One, government. The state, the mission driven state. Liberated by a mission, whether its national development, whether it's national security, to mobilize resources, to tolerate failure, to tolerate waste. To escape from the shackles of focusing on the efficient use of the resources when what matters is effectiveness. And again and again, it has been the state that is both funded the upstream research, but also, really played a critical role in the deployment of the transformational technology as networks. We subsidize the building of the railways with land grants. The electricity generating and distribution required in this case, at the state level. Monopoly grants to private corporations so that they could afford to make the investments and be insulated from destructive competition.
And then of course, the interstate highway system and the internet were deployed by the federal government directly. In turn, the federal government-- and this is in the post-world War II era-- was not just a research funder, it was also the first customer. From silicon to software, before these new technologies were cheap and reliable enough for the commercial market, the Defense Department was the first customer. It pulled the Intels of the world, the IBMs of the world down the learning curve to low cost, reliable production.
So that was one lesson-- the role of the state. We have to take that seriously, and not tell sort of wisecracks about, oh, it's good enough for government work. Without the government, we'd be stuck back in the 1770s, living in an economy of that sort. But there was another source of funding that applied just as well to the railways, to electrification, to aviation, to the automobile industry in its early days, and lord knows to information technology, and the digital technologies in the 1990s. And that's financial speculation.

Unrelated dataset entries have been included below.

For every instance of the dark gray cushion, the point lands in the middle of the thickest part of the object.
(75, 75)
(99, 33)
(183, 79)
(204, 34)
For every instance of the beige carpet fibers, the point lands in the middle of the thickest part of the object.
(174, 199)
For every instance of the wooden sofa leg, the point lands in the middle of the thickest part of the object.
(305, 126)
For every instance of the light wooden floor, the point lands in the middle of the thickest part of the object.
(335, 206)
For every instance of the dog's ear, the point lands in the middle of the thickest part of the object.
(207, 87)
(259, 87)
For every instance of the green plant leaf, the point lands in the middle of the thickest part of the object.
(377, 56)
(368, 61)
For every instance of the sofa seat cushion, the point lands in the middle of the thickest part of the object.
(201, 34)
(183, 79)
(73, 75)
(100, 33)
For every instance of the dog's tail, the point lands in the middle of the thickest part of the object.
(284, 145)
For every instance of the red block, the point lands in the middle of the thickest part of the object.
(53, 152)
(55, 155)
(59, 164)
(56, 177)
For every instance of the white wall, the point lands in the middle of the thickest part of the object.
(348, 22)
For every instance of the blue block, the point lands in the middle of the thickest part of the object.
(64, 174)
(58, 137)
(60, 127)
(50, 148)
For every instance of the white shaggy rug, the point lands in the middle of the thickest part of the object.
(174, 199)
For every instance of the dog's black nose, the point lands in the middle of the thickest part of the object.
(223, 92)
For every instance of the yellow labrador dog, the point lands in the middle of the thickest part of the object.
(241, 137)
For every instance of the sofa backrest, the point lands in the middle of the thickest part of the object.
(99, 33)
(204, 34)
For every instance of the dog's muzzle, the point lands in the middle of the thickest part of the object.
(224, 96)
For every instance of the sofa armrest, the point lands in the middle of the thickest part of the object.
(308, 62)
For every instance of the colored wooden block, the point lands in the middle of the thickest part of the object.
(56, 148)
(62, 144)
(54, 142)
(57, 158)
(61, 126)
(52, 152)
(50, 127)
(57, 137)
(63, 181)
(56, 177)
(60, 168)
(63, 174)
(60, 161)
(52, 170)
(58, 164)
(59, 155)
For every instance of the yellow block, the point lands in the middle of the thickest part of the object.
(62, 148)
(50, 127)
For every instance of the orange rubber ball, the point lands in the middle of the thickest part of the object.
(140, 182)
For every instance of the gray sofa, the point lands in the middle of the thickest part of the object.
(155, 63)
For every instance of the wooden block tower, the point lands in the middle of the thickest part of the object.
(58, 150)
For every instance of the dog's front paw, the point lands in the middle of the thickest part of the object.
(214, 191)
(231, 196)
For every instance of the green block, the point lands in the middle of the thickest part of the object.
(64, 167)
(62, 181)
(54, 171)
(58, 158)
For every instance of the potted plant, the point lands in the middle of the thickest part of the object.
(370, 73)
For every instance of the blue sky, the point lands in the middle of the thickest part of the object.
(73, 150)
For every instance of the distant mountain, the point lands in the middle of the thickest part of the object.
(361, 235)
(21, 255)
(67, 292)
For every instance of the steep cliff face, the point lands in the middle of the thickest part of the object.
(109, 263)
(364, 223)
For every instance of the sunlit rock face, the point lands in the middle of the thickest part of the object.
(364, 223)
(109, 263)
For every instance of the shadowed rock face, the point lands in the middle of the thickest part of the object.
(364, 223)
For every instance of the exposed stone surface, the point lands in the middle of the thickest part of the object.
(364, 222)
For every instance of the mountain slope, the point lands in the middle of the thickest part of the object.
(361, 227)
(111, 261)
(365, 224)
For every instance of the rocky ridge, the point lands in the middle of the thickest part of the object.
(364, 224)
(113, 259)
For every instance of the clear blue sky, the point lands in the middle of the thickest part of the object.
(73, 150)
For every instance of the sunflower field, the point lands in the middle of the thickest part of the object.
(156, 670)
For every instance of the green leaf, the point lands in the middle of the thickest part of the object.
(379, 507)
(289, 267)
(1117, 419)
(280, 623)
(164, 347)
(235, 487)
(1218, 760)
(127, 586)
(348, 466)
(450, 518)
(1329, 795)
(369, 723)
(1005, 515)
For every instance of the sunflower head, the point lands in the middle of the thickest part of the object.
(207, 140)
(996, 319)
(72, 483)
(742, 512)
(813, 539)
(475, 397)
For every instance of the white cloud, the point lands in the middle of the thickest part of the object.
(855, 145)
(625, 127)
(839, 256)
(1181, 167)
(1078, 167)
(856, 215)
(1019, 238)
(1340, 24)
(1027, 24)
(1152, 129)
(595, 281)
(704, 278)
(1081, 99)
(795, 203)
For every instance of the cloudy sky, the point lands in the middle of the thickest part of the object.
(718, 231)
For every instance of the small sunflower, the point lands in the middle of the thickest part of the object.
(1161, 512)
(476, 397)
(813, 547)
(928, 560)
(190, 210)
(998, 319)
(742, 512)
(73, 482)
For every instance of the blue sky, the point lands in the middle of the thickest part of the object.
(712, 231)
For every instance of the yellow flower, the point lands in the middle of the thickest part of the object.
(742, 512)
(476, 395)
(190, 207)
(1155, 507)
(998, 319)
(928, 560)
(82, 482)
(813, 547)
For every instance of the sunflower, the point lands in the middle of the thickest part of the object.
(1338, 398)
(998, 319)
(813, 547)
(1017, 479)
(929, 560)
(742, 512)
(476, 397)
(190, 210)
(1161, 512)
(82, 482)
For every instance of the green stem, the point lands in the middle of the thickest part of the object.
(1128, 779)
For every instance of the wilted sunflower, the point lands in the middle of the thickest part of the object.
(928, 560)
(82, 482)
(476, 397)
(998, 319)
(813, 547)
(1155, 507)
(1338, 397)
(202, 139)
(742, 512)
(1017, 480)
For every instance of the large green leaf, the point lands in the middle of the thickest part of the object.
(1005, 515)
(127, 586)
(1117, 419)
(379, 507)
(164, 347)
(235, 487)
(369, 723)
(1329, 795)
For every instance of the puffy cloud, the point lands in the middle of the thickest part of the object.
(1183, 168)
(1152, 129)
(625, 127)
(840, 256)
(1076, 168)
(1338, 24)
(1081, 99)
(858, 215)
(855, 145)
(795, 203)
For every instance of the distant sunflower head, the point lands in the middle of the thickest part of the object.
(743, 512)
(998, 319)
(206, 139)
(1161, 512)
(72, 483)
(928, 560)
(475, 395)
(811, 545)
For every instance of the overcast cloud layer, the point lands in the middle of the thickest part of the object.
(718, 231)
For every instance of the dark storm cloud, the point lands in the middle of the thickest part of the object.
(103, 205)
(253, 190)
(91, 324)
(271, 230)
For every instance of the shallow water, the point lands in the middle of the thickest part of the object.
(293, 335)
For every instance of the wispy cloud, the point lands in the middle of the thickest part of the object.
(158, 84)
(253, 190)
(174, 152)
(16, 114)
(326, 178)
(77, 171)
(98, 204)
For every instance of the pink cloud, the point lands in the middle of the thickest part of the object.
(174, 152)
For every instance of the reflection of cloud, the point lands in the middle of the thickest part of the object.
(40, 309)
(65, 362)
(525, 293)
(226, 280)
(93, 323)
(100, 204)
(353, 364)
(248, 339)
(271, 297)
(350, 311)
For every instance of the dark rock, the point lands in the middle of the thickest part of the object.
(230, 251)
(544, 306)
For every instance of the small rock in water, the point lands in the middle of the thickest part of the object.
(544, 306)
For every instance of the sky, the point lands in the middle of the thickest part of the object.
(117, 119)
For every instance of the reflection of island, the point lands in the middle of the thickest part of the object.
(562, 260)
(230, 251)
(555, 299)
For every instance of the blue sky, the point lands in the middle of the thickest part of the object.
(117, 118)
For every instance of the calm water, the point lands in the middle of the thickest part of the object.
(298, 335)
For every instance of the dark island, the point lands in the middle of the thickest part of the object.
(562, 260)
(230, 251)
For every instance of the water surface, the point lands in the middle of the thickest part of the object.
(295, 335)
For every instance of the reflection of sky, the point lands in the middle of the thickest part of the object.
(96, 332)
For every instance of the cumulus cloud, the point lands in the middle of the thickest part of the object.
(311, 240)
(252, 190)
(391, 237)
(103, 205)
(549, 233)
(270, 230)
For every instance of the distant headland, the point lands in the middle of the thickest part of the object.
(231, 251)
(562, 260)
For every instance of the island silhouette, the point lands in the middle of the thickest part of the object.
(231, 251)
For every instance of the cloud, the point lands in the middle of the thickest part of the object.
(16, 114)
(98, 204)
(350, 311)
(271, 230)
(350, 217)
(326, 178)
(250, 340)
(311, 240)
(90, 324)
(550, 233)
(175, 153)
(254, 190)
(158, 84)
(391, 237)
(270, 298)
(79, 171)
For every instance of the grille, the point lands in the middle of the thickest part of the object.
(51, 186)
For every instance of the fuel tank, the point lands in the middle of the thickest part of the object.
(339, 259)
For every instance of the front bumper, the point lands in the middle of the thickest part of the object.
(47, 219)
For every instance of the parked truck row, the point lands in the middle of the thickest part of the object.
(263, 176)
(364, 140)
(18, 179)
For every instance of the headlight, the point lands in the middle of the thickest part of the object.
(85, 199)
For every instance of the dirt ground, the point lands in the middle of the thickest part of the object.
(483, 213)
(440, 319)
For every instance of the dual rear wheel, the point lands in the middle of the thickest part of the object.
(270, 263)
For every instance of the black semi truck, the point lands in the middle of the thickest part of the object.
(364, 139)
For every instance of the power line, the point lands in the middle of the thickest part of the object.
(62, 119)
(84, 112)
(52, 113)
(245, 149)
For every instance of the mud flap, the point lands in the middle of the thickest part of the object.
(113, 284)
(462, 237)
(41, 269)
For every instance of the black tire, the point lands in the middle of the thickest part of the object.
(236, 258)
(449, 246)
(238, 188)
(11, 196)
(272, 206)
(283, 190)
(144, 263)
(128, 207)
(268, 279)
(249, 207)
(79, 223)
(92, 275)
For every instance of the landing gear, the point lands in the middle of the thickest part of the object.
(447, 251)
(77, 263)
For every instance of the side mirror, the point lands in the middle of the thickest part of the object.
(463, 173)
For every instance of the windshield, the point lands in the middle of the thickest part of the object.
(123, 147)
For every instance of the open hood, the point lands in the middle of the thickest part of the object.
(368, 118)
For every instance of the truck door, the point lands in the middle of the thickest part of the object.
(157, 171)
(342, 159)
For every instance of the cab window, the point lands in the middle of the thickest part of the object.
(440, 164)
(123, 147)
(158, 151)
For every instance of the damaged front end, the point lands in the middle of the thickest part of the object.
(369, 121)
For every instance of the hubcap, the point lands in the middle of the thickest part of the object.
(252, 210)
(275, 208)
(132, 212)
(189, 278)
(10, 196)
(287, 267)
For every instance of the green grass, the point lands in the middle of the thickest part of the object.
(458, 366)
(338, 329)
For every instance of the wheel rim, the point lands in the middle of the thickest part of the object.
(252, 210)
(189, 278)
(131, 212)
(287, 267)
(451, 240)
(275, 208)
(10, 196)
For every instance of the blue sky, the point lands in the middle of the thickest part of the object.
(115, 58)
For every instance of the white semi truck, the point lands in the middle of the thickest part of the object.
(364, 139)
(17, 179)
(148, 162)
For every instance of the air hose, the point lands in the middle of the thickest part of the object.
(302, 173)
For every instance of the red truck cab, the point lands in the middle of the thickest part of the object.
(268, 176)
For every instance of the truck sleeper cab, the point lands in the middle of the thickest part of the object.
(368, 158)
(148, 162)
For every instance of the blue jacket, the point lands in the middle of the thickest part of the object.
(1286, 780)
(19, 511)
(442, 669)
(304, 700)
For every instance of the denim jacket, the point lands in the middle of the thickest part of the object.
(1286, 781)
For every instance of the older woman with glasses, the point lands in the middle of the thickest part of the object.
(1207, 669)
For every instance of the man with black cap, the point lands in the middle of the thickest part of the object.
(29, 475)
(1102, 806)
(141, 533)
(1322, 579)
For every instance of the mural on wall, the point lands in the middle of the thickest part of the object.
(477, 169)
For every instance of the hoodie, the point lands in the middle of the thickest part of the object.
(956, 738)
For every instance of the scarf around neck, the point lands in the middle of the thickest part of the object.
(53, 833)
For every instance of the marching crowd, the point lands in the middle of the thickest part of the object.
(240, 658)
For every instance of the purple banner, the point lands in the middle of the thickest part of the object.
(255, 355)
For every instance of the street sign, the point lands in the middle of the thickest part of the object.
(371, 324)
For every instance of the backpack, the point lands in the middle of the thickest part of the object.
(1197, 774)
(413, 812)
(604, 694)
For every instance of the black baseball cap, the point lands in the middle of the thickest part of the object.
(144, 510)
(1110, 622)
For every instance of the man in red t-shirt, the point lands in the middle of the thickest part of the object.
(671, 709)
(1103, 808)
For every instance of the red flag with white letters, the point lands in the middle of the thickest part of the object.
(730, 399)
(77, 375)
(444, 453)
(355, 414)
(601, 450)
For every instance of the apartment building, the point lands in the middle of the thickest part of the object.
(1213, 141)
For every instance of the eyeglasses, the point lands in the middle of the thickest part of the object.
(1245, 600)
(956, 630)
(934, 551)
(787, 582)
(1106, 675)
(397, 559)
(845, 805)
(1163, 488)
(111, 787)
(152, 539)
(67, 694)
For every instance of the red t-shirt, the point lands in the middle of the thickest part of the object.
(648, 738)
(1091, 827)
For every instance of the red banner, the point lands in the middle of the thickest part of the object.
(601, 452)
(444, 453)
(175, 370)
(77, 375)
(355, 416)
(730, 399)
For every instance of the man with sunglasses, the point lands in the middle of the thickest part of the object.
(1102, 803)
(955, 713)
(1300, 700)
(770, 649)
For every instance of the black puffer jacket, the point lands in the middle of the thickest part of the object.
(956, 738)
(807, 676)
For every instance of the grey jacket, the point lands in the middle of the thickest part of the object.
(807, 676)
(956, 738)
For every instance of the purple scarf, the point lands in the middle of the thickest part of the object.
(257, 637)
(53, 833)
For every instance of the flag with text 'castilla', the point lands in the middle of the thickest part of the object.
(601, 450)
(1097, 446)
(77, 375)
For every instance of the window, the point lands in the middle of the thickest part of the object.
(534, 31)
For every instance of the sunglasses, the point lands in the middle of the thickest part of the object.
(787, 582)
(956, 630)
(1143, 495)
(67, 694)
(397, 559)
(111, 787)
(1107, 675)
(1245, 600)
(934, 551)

So I've spent a lot of time in the history and the theory of how the financial markets again and again, move into what are usually referred to as bubbles. And the first law of bubbles is that they're ubiquitous. They're everywhere. Wherever you have a market in assets, you're going to find investors herding together, chasing the hot thing, whether it's a tulip bulb, or a Bitcoin, or I guess, a marijuana stock nowadays.
But occasionally, what they chase is one of these new technologies, whether it's railways, electricity, after Lindbergh flew the Atlantic, the aviation Curtiss-Wright went up 10 times. And computers, and those taking advantage of computers. So they mobilize. These bubbles occasionally turn out to be productive.
Now the second thing to remember about bubbles is what matters is both what's the focus, what are the assets being overpaid, overpriced-- but also, where's it taking place. If it's limited to the stock market, and the bond market, to the public capital markets, the leverage, the borrowing against these assets is very limited. The bubbles always burst. But when it burst in the stock market, as it did in 2000, 2001, and in the bond market, the economic damage was very limited.
When it infects the banking system, the credit system, where the leverage is 30, 40, 50 to 1, then when the assets crash in value, you can freeze the whole system. You can produce the kind of economic catastrophe that we were looking at in the winter of 2008, 2009.
So one of my messages is there is such a thing as a productive bubble. That it shouldn't be suppressed if it's limited to the stock market and the junk bond market. And you can't know in advance. You can have a pretty good idea whether the assets being funded are actually going to be productive. But you've got to take some time to find out whether it's just a fly by night, whether it's a transient-- and this is of course, is what's going on with Bitcoin and blockchain today-- and let it run. It's not going to do that much damage when it bursts. Some people are going to lose money. A few people who got carried away will probably lose their jobs. But it's not going to wreck economic havoc.
So that was kind of the central message of the first version of my book back in 2012. And it really was a kind of celebration of this extraordinarily constructive configuration of what I call the three player game. The mission driven state, financial speculators, and the market economy. The world in which we work, and live, and spend the ordinary market economy, which gets transformed as these two sources of capital combine to produce a technological revolution.